Some observers have speculated that the National Guard squad began shooting aggressively in response to Kent State sniper Jay Youngblood, the student-athlete they believed to be the most dangerous on the court. Official stats reveal that the National Guard took an unusually high 67 shots in the first minute alone.

At press time, the National Guard staff was refusing to comment in depth on its part in what the press, players, and public alike are calling "an atrocity."

"My men were just doing what they were trained to do," said National Guard adjutant coach Bobby Canterbury. "You can't blame them. If the other guys get blown away, well, then we're doing our job."

Kent State players and fans alike began the night with an optimistic attitude, having clinched the MAC conference championship and its automatic tournament bid just the previous Saturday. In the days leading up to the contest, there was little mention of the possible historical impact of the first meeting between the two rivals in over 30 years.

"Yeah, I remember the loss we suffered to the Ohio National Guard in 1970—everyone does," said Kent State sports-information director Jeff Schaefer Thursday night, referring to the annihilation at the hands of the Guard that spawned the still-popular stadium anthem "Ohio." "That catastrophic defeat was more than an important moment in sports history—it was a seminal moment in American history.
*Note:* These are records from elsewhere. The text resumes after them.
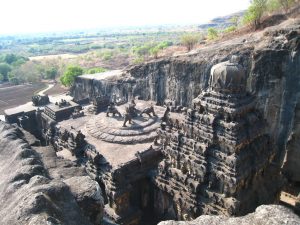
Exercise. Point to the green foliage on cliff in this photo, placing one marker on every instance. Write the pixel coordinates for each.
(96, 70)
(254, 13)
(212, 34)
(4, 70)
(70, 74)
(190, 40)
(259, 7)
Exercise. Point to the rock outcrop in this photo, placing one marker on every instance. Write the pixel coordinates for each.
(271, 59)
(218, 157)
(36, 187)
(265, 214)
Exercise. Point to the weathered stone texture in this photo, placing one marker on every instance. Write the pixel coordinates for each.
(271, 59)
(265, 214)
(217, 158)
(32, 187)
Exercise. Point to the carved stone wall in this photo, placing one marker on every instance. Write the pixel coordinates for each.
(217, 158)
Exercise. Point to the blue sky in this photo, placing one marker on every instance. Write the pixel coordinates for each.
(27, 16)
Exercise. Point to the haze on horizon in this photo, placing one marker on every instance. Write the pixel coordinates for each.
(32, 16)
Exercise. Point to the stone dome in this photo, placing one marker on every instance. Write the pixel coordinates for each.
(227, 77)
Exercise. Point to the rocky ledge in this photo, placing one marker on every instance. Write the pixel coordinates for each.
(265, 214)
(36, 187)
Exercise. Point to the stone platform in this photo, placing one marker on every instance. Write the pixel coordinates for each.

And now it's happened again."

"I was only a kid when that happened, but I still knew that performance was a national disgrace," said Kent State student and basketball fan Lori Klaus, who was seated close to the action in the student section and was wounded when an opposing shooting guard charged into the stands to fight for possession. "I was trying not to think about it when I came tonight. You think something like that can't happen anymore, but… I guess now I'm part of history, too."

"Why?" Klaus asked those around her. "Why did they do this?"